Saturday’s cabinet decision will also put in place a slew of other measures including amendments in the CrPC for ensuring speedy investigat­ion

and trial of rape cases, and the creation of a database of sex offenders, a senior Union women and child developmen­t ministry official said on condition of anonymity. “It gives me immense satisfacti­on as a lawyer today. A depraved crime perpetuate­d against an innocent child can only invite death penalty,” said Alakh Alok Srivasta, who filed a PIL in January demanding the death penalty for child rapists.

Amnesty Internatio­nal and a clutch of child activists opposed t the central government’s ordinance.

“The government’s decision to introduce death penalty through an ordinance is a knee-jerk reaction that diverts attention from the poor implementa­tion of laws on rape and child protection,” Asmita Basu, programmes director, Amnesty Internatio­nal India, said. “Studies have shown that most perpetrato­rs are ’known’ to child victims. Introducin­g the death penalty in such circumstan­ces will only silence and further endanger children. Both the Justice Verma Committee and India’s Law Commission have questioned the deterrent value of death penalty in preventing crimes.”

The ordinance on the seizure of the assets of fugitive economic offenders follows the flight of jeweller Nirav Modi who, along with his associates, is alleged to have defrauded Punjab National Bank to the tune of around ₹12,000 crore. In March last year, businessma­n Vijay Mallya flew out of India to the UK as lenders closed in on him to recover upwards of ₹9,000 crore owed by his defunct Kingfisher Airlines; extraditio­n proceeding­s have been launched against Mallya in London.

“It is expected that a special forum to be created for expeditiou­s confiscati­on of the proceeds of crime, in India or abroad, would coerce the fugitive to return to India to submit to the jurisdicti­on of Courts in India to face the law in respect of scheduled offences,” a government spokespers­on said.

The Fugitive Economic Offenders Bill was introduced in the Lok Sabha in the budget session, but with the second leg of the session lost to disruption­s, it could not be passed.

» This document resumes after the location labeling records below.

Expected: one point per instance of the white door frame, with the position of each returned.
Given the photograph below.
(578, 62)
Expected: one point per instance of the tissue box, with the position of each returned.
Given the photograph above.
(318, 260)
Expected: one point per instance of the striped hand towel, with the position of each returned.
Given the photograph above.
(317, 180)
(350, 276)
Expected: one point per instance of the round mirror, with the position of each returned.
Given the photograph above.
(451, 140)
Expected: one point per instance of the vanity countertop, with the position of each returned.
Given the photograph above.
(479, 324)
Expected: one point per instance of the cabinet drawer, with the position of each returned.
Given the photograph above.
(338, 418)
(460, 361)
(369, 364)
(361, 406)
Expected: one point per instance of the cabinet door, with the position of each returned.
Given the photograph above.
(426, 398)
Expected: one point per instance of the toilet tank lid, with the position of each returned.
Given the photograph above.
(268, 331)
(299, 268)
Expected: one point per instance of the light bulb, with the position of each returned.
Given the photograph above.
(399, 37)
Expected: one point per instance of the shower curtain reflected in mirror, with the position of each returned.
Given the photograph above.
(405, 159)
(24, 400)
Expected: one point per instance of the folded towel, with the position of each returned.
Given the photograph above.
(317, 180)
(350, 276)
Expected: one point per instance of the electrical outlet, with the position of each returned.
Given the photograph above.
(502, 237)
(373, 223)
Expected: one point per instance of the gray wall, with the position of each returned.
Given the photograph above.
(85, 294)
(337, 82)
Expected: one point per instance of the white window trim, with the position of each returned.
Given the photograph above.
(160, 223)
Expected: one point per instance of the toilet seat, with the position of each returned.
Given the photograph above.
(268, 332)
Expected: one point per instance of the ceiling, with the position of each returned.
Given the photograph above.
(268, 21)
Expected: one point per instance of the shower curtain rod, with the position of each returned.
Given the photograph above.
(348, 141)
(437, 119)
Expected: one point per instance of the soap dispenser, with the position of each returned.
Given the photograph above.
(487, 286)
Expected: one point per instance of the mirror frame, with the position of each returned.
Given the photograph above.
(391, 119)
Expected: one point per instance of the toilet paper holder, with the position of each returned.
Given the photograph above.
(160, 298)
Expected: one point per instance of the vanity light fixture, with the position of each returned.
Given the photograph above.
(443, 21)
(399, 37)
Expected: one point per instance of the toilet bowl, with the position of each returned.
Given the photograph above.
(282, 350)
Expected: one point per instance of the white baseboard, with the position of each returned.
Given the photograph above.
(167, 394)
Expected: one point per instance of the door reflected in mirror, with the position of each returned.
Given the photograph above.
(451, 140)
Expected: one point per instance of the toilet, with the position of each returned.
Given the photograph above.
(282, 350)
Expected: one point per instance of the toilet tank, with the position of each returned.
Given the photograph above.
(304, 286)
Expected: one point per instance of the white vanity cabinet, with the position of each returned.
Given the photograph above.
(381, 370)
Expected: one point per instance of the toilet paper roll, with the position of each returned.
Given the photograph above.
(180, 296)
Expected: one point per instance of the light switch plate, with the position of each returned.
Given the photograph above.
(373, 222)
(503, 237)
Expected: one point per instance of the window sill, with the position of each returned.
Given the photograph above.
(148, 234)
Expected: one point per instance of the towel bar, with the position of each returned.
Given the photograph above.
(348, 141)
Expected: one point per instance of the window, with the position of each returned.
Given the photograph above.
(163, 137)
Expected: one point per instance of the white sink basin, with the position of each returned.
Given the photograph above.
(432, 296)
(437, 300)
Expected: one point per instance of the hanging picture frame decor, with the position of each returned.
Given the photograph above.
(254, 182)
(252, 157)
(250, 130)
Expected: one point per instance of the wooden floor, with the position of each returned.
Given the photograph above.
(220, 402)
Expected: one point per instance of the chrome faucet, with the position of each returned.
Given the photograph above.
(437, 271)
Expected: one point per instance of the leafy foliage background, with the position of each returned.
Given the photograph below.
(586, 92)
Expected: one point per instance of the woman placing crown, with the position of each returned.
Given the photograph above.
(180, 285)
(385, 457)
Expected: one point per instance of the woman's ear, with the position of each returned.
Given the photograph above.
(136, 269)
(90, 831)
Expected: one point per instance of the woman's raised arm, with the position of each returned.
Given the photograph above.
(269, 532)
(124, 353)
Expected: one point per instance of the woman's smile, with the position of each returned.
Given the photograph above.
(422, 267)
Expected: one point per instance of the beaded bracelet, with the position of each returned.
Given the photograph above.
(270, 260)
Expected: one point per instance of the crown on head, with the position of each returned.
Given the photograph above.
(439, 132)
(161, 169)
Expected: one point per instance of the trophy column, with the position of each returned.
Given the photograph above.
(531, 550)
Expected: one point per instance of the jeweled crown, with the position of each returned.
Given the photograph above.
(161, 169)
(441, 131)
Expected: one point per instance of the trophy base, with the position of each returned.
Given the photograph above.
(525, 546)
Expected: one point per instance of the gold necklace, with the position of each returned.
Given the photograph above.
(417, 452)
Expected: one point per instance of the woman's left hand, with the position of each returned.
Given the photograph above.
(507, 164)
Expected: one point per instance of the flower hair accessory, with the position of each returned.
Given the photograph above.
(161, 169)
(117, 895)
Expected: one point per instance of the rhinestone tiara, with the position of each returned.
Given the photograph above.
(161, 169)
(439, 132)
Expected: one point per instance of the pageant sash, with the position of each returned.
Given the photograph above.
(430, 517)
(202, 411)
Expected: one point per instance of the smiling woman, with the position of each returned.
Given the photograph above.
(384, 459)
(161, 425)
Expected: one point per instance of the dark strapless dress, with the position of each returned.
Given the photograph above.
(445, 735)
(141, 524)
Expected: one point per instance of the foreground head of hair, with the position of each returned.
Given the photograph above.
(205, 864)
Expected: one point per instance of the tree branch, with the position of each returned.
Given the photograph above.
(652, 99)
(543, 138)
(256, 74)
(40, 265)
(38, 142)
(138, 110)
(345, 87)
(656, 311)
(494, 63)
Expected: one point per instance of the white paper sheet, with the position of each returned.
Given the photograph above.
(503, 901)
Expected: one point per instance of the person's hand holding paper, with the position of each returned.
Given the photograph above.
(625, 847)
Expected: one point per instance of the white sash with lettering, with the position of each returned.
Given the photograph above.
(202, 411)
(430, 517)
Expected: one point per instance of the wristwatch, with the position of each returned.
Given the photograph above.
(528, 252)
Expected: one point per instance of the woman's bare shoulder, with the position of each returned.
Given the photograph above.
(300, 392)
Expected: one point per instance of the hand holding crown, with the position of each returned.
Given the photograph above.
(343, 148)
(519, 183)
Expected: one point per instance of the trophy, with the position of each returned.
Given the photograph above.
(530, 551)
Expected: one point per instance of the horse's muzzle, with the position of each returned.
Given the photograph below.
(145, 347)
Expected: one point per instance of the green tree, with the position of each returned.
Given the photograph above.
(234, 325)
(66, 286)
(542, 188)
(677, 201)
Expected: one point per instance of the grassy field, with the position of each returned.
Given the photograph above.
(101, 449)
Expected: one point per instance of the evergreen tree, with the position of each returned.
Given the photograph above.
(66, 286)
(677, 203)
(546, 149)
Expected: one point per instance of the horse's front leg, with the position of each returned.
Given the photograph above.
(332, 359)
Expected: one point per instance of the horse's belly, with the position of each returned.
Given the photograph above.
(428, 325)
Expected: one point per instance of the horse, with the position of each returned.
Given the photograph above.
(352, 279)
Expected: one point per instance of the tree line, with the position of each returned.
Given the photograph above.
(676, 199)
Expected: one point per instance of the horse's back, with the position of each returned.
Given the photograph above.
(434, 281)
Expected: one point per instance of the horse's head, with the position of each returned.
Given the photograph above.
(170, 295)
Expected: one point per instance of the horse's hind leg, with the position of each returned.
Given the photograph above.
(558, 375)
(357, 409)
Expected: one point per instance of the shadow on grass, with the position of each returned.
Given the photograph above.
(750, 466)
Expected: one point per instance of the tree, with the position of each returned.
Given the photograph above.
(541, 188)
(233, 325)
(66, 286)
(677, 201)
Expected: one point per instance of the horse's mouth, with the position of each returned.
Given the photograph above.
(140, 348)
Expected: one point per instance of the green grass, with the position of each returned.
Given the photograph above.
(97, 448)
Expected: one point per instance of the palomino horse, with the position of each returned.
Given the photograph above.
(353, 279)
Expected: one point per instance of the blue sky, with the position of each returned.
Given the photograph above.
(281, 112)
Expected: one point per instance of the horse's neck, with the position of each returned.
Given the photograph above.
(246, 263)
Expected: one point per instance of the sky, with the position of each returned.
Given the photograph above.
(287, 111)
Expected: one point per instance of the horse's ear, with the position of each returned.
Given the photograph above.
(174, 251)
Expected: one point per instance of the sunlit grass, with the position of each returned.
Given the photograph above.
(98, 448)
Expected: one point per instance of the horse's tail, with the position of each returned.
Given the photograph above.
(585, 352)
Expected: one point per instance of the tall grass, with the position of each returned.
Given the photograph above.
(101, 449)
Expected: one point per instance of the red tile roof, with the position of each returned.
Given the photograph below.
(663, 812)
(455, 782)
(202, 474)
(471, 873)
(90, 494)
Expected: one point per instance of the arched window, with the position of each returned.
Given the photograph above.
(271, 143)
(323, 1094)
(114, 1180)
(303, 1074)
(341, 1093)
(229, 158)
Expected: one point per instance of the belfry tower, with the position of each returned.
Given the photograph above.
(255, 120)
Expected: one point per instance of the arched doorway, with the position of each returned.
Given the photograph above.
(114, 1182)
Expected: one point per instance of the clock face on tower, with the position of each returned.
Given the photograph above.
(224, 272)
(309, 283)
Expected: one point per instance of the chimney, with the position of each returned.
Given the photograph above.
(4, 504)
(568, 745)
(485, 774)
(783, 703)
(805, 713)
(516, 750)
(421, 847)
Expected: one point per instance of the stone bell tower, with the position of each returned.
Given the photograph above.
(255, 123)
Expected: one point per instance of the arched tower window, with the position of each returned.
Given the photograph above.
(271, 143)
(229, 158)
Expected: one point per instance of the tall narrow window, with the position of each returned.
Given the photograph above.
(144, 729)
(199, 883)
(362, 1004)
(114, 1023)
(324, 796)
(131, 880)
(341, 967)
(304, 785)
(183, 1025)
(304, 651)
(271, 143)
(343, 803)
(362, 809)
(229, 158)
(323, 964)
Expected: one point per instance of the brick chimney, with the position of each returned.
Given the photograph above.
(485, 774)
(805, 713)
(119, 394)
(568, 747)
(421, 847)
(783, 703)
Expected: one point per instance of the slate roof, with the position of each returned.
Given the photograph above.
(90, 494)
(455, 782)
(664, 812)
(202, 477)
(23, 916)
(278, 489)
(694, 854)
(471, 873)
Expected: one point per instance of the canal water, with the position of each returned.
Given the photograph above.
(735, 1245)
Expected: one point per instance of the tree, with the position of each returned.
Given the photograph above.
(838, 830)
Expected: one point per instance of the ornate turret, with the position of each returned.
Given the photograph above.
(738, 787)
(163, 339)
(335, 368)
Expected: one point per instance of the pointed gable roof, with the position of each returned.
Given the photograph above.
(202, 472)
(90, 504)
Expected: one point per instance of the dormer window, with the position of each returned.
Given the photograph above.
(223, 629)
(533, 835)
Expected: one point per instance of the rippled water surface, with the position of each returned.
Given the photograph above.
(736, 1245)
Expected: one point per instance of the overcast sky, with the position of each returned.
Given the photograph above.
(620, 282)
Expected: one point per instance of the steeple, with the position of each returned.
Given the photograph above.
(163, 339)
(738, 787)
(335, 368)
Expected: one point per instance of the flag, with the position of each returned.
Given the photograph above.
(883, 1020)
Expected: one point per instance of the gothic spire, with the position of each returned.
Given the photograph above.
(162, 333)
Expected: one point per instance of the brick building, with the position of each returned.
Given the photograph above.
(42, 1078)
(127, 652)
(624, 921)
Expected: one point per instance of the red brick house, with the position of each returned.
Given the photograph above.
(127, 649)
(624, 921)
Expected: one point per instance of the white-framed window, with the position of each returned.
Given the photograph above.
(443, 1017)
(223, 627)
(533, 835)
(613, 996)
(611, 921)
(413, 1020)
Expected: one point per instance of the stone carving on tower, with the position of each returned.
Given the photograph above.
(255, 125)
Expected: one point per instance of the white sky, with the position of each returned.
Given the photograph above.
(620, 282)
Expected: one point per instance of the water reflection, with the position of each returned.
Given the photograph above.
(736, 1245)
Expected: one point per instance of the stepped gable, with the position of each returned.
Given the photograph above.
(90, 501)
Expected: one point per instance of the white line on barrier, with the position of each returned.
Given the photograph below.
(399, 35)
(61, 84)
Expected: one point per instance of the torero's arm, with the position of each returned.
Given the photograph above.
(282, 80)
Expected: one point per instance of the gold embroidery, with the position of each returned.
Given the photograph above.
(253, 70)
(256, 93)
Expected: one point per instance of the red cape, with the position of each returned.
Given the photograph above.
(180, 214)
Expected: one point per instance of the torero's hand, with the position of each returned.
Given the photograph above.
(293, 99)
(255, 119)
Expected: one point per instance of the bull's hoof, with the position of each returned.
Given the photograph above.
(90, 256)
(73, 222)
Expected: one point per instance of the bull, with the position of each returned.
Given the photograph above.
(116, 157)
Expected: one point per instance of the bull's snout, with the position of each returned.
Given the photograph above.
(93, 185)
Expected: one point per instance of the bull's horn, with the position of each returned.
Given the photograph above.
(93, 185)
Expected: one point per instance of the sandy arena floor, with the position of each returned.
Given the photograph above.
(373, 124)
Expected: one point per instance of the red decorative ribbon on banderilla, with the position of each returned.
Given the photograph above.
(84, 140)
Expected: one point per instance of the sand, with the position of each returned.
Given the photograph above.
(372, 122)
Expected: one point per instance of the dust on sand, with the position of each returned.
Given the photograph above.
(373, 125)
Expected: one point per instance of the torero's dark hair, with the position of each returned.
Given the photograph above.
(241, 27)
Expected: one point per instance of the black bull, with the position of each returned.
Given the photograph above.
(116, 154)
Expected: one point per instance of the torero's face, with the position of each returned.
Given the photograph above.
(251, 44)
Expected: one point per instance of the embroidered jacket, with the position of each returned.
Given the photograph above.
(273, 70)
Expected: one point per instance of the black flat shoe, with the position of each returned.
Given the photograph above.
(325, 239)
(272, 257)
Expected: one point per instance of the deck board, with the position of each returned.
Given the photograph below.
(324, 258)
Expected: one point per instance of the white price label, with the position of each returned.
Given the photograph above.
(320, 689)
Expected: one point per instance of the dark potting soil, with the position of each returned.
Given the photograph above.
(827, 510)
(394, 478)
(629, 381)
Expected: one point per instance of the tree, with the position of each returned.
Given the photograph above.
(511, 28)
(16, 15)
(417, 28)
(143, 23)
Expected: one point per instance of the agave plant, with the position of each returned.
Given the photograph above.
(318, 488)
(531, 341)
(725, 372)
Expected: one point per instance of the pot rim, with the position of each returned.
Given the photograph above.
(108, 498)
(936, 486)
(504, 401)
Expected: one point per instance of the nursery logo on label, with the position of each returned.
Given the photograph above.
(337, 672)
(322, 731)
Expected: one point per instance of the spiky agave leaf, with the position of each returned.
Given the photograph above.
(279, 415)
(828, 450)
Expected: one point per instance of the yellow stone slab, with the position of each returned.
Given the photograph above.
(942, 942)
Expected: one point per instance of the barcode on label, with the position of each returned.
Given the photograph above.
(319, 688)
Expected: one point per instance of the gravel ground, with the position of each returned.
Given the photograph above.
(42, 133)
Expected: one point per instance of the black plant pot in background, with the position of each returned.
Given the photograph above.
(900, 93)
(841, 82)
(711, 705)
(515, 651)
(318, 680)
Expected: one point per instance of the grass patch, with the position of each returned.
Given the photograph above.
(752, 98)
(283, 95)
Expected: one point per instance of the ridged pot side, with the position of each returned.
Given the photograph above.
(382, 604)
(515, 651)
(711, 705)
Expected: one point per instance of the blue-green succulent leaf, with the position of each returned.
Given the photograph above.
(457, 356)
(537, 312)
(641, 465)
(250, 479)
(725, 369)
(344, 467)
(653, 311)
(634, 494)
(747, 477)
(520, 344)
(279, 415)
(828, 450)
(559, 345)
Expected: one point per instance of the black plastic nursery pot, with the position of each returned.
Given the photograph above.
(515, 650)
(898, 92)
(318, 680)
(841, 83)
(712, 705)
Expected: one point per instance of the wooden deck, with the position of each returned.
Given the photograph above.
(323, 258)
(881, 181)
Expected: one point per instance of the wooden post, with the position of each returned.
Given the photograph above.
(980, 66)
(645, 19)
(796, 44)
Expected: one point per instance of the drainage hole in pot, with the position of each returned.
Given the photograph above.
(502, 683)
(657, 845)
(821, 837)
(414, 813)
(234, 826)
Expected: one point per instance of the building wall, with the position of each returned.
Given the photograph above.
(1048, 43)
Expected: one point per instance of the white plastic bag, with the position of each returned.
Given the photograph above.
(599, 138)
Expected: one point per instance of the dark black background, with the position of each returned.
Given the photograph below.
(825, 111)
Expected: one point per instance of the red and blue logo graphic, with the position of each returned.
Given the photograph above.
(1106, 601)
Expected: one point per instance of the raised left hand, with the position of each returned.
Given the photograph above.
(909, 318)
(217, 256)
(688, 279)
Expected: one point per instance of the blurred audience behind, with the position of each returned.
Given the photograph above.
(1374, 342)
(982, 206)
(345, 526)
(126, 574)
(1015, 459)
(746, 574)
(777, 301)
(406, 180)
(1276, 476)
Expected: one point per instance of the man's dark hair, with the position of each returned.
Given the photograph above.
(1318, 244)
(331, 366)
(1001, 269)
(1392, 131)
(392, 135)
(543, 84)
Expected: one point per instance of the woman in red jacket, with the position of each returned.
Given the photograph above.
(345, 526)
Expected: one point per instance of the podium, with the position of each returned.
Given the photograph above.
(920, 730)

The law will apply to defaulters who have outstandin­g debt of Rs 100 crore or more and have left the country. It proposes to enable authoritie­s to attach the property of these “fugitive economic offenders” and the proceeds of their crimes.

Since the approved law would lead to use of the existing infrastruc­ture of special courts constitute­d under the Prevention of Money Laundering Act, and the threshold of scheduled offences is high at Rs 100 crore or more, no additional expenditur­e is expected to be incurred after the enactment of the ordinance, the spokespers­on added.